Our date ends with a reprise of “Morph the Cat,” as if he needs to draw me back in by reminding me what sucked me in in the first place. Does it represent the final remnants of the cat-like smoke seeping into my consciousness? As if I’ll just settle in and listen to the music, calm and soothing, forgetting talk of subversion, paranoia and complacency. It’s like he’s turning the lights down low.
Once my friends find out about our liaison, I know they’ll ask me how I could fall for Fagen’s lines. Sure, if they listen to Morph the Cat on only a cursory level, they might see a sameness in the songs, or his voice, and as they’ve done in the past, they’ll complain about the clean, or “sterile,” production. But I’m not falling for that because I know jealousy is doing the talking. So what if I meet someone, mature and secure, and I hear some interesting stories that stir up my own intellectual pretensions? And if the music goes to my head, so be it. And if we spend a wonderful evening together, a wonderful evening where I don’t have to say a word, that’s all the better for me. And maybe, when I wake up in the morning, I’ll press play and do it all over again. Or I may take that long walk over to my CD holder and file Morph the Cat, filled with the regret that comes with loving something so quickly. But I doubt it. I think what I’ll remember is an evening of smart lyrics, very cool music and incredible production. How could anyone turn down such a wonderful night?
Just the listening aspect of Morph the Cat in 5.1 surround sound was thrilling, and has led me to believe that Donald Fagen must have some of, if not the best, “ears” in the biz. Sitting in the middle of the room, I’m the focus of all this music … guitars and horns in the rear speakers … it’s a concert being played just for me.
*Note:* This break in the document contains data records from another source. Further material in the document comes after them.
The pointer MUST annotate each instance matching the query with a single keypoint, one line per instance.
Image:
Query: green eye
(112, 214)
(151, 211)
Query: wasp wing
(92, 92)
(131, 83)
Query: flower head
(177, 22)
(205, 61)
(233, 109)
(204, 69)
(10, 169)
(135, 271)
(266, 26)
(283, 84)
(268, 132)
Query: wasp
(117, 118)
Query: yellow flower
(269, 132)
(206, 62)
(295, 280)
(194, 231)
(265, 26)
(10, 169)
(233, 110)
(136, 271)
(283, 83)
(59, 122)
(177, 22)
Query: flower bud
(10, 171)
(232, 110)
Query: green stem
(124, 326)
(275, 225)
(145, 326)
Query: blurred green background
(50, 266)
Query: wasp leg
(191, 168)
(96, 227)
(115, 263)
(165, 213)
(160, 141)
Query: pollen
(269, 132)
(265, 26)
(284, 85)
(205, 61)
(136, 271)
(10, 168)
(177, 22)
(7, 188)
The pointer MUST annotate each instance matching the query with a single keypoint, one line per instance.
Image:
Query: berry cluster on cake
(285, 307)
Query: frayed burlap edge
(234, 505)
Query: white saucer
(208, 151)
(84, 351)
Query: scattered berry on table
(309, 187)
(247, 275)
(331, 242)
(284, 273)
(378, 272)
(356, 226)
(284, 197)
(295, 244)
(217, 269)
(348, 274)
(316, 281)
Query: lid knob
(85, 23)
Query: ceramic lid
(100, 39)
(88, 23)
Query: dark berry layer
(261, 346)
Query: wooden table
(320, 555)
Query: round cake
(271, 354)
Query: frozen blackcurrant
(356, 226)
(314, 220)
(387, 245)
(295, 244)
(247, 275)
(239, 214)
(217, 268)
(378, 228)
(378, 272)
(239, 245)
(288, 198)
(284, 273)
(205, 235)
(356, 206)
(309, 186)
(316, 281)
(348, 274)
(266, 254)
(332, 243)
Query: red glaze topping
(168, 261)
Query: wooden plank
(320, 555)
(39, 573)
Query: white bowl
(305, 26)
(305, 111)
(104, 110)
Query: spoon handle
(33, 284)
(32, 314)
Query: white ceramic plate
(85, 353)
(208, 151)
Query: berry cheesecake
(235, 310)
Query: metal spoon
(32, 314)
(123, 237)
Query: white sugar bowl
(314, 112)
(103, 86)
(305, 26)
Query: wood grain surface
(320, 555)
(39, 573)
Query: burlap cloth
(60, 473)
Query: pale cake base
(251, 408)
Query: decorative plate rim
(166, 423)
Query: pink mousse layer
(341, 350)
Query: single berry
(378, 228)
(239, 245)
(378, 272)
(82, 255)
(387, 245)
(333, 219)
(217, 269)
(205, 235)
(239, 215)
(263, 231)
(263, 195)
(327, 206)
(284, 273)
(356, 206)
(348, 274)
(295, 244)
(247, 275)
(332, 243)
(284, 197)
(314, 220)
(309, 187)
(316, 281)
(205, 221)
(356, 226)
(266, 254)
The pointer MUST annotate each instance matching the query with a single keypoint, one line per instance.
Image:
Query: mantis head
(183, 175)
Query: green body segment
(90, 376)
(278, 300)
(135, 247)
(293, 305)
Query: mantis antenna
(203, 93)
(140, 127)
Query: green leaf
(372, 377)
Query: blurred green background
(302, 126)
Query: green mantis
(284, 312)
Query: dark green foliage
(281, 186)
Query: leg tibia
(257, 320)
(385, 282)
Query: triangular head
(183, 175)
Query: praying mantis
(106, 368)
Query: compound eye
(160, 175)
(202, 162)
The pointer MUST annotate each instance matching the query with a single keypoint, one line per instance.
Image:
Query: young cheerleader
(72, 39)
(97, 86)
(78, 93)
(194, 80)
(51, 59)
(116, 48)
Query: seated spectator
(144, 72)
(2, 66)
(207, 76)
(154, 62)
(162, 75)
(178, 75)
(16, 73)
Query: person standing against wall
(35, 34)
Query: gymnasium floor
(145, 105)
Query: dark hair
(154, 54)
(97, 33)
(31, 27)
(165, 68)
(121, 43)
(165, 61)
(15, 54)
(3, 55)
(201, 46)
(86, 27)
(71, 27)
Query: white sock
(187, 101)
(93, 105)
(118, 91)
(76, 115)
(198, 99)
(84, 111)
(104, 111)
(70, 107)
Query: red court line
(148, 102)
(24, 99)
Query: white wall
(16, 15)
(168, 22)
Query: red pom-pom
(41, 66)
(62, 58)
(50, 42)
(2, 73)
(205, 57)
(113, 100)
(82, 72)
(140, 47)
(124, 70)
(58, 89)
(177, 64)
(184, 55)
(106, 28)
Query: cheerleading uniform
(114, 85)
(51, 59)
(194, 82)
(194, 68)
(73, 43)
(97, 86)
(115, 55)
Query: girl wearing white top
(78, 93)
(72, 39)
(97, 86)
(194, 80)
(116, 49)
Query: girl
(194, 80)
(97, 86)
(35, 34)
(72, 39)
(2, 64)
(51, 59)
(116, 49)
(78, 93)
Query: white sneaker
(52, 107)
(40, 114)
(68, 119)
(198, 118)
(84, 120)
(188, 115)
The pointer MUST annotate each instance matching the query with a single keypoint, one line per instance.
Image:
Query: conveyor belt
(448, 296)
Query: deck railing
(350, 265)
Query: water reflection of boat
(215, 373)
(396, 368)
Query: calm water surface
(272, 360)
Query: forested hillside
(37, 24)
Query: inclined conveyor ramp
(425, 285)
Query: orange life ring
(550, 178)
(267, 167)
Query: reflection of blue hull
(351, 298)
Everything, from location and balance to the instrument levels, of the DVD-Audio mix is stunning. It would be sick for me to continue gushing on about it. But I will. Because the making of music remains steeped in stereophonic sound, I’ve been hard-placed to find selections that provide me with anything more than a heightened enjoyment. I can honestly say that Morph the Cat has set a standard to which I’ll be able to hold up future releases. The detail and clarity, whether playing it loud or soft, is there. Some things to listen for that will knock you out: the interplay of the guitars in “Morph the Cat,” the muted trumpets in “H-Gang,” the soloing guitar throughout “Brite Nitegown,” the trumpet solo by Marvin Stamm in “The Great Pagoda of Funn” and, lastly, Donald Fagen’s own organ work in “Security Joan.” Each is surprising in its own right, holding its particular place in the music, neither lost nor obtrusive.
Since I enjoyed this DVD-Audio so much, I put the CD version in my car and have been driving it around. It’s just as well done in stereo, but I’ve found Morph the Cat to be more of an audiophile sit-and-listen experience (or even a sit-and-work experience for those of you who can play music while on the job). The ambience and instrument definition of the DVD-Audio is so sterling that it’s the version you’ll most likely return to.
Morph the Cat comes in CD-only and two-disc CD plus DVD-Audio versions. The audio DVD contains DTS 5.1 surround sound, Dolby Digital Stereo and Dolby Surround. It is menu-driven with interesting pictures, some relating to the content of the songs. That’s it.